After systemd gives up, arvados-ws is down for hours/days until someone intervenes manually.
It would make more sense for all enabled services to keep trying until startup succeeds, like runit.
Except there might be some installations where the transition from runit to systemd is incomplete, both are trying to run the same service, and sysops are relying on the "give up after 3 attempts" behavior.
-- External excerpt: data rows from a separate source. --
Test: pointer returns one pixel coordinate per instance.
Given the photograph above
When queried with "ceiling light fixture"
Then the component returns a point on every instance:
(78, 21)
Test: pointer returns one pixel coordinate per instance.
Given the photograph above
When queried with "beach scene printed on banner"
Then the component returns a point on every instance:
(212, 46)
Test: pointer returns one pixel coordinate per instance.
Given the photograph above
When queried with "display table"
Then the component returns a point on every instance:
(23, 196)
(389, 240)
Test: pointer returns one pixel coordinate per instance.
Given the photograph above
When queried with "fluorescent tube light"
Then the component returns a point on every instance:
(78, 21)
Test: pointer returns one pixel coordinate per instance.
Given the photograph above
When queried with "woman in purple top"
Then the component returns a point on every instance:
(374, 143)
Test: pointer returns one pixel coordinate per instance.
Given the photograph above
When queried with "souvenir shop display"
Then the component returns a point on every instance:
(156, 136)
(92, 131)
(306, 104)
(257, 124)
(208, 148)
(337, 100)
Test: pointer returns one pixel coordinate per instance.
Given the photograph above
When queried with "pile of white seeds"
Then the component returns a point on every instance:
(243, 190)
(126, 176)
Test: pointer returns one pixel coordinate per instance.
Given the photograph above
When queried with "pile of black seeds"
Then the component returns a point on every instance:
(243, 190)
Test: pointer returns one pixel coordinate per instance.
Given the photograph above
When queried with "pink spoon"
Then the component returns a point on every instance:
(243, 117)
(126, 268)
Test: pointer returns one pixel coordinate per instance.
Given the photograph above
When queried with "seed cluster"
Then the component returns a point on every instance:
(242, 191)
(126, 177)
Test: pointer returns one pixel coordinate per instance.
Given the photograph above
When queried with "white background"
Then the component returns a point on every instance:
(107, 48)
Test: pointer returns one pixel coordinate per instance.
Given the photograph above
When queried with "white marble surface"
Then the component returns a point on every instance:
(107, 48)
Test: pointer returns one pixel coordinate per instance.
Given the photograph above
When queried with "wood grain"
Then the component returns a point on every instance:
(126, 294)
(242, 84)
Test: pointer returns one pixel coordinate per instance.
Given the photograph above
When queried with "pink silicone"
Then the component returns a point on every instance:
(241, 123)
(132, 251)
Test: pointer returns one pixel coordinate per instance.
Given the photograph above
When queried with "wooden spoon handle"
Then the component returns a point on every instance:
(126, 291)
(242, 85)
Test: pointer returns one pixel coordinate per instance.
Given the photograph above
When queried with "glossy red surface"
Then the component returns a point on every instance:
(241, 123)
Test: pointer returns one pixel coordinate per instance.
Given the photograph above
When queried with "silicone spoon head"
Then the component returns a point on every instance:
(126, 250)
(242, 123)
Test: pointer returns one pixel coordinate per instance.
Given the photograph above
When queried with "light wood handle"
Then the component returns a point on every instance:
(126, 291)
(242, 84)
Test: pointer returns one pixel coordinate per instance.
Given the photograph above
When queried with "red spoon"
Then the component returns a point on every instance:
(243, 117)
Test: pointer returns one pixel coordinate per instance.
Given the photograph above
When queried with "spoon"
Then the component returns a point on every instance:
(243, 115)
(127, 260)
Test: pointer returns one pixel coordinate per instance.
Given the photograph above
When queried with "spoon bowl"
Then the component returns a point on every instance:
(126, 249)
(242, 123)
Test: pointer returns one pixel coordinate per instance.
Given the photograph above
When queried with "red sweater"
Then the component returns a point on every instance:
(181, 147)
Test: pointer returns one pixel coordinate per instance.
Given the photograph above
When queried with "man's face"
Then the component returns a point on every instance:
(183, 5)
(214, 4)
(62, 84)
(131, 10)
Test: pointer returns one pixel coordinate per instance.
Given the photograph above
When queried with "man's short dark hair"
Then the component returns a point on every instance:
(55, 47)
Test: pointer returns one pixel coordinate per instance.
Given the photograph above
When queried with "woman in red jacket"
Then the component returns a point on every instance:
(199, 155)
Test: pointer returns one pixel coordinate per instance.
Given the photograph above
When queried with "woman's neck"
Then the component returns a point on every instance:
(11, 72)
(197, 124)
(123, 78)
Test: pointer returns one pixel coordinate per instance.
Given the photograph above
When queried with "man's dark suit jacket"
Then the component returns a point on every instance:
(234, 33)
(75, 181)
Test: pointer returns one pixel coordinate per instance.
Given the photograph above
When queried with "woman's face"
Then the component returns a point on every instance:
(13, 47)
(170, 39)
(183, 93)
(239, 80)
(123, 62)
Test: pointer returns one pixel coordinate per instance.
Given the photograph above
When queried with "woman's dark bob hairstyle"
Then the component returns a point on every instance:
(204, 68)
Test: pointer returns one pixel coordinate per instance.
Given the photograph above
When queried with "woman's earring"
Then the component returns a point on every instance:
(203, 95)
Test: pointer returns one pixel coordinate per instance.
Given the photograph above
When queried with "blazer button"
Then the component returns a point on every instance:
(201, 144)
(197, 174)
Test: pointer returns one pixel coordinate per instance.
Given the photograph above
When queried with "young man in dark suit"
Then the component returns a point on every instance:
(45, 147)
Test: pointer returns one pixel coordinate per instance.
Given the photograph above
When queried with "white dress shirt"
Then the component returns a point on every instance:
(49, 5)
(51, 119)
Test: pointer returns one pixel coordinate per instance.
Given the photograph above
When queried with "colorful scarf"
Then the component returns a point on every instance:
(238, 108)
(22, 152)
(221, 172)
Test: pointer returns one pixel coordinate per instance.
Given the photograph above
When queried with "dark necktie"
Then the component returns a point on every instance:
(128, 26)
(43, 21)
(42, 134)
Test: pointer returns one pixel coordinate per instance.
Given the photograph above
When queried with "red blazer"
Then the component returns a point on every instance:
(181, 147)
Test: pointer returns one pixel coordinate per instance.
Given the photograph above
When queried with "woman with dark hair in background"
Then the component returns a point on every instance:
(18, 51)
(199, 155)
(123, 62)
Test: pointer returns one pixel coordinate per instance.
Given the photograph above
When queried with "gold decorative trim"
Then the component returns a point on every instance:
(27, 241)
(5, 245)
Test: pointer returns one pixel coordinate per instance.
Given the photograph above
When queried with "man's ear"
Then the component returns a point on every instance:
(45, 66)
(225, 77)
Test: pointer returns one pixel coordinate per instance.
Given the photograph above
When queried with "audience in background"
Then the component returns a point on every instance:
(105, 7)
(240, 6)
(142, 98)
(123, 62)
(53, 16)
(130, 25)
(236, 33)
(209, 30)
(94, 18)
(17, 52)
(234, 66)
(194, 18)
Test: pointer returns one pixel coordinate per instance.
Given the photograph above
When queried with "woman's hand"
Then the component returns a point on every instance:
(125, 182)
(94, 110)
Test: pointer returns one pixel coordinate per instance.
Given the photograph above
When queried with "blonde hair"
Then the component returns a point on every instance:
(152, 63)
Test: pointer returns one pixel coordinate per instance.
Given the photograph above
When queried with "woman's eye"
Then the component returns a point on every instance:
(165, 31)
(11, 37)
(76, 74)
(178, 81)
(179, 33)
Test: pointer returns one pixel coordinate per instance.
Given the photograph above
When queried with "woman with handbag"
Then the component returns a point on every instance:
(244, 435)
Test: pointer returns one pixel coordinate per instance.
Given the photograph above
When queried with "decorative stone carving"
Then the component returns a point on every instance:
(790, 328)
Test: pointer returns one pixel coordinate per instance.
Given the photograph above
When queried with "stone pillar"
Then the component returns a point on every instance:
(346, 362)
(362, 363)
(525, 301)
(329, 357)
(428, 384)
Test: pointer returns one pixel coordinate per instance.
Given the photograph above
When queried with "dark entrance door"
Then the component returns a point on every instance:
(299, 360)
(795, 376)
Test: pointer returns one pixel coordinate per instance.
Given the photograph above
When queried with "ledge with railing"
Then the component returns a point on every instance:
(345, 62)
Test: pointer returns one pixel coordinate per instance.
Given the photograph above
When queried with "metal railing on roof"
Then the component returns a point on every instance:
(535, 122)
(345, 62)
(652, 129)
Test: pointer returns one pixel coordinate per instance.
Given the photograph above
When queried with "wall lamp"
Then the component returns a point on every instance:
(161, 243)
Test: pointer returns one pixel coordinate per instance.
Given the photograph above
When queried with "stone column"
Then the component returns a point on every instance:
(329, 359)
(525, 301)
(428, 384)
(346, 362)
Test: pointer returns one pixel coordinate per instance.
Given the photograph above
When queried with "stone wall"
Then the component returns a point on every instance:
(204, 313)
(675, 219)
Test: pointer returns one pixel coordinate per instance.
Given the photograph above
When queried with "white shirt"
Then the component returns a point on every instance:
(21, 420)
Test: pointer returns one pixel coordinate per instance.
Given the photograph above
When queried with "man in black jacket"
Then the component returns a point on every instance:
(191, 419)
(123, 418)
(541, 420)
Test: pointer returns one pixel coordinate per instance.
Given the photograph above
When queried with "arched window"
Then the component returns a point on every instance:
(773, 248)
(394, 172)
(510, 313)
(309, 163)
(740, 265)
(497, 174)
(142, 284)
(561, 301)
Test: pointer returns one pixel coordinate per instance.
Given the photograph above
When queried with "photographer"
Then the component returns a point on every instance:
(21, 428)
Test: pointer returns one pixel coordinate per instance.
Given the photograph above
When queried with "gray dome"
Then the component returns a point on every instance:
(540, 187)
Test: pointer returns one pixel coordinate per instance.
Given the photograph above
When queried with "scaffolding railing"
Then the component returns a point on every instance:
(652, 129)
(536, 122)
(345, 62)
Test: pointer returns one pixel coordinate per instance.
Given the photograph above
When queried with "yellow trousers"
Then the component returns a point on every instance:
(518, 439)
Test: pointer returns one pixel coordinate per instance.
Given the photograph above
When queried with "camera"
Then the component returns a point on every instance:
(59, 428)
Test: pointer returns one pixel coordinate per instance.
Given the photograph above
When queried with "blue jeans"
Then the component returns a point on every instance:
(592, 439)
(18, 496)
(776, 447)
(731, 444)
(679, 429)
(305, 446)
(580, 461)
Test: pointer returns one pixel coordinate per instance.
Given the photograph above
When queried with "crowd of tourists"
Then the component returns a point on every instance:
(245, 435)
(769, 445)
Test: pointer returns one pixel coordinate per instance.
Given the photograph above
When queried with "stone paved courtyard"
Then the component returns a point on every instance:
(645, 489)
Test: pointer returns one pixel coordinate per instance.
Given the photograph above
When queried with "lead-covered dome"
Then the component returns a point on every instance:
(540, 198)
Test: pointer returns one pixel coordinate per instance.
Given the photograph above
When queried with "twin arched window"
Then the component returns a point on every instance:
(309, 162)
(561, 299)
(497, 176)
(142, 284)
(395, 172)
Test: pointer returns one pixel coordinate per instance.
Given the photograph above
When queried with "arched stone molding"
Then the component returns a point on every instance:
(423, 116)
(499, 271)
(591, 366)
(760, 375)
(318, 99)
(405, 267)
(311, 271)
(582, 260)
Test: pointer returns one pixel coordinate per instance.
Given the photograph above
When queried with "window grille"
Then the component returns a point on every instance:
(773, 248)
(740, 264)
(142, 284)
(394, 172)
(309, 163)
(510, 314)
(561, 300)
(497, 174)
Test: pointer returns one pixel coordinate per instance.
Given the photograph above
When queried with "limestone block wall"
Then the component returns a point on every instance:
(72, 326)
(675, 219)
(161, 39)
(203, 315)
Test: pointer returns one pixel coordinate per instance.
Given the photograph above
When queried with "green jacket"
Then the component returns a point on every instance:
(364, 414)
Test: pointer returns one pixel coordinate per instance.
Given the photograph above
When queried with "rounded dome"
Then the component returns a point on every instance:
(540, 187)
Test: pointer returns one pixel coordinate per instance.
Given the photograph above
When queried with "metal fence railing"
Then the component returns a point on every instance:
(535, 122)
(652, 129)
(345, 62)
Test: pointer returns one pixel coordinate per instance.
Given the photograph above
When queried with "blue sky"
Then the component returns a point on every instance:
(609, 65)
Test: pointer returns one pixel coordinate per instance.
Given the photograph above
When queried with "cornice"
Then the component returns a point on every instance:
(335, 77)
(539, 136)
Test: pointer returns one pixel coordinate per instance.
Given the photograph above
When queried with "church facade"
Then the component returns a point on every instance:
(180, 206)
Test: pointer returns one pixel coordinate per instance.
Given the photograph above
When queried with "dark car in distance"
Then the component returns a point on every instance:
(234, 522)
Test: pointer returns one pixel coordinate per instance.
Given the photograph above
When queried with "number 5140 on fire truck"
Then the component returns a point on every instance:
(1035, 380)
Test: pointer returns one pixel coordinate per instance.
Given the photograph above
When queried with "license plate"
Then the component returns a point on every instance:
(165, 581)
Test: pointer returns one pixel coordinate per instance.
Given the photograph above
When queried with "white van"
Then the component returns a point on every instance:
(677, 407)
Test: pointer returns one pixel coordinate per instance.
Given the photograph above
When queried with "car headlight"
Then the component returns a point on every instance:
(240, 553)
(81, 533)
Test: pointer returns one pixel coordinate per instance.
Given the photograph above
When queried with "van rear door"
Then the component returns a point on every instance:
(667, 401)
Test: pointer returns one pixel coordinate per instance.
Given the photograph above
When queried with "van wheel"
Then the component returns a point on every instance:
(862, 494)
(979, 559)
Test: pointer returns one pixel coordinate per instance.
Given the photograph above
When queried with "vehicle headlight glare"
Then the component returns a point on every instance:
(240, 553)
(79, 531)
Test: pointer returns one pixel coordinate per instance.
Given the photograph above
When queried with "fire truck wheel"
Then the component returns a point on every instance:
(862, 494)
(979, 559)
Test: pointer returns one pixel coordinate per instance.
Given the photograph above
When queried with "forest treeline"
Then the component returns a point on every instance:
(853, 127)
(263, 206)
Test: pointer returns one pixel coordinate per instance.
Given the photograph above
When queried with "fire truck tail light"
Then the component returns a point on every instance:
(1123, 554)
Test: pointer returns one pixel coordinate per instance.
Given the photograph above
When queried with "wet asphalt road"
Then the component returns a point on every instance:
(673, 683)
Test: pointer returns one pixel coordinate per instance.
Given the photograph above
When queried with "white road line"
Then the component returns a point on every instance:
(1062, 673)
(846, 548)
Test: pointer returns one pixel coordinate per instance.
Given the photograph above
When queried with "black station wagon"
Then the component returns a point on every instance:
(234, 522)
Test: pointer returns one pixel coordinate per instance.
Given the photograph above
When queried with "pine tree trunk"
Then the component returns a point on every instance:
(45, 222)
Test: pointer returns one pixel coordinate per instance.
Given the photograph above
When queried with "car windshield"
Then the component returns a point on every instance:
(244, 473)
Updated by Tom Clegg almost 8 years ago
- Description updated (diff)
- Category set to Deployment
- Assigned To set to Tom Clegg
11221-always-restart-services @ 273a233818ae39e843fab0276f9e381da6645d28
Updated by Nico César almost 8 years ago
review at 273a233818ae39e843fab0276f9e381da6645d28
Ready to merge
Updated by Tom Clegg almost 8 years ago
- Status changed from In Progress to Resolved
Applied in changeset arvados|commit:a8378b8deaa2bbf9d2c154d9d9bb072538c288cc.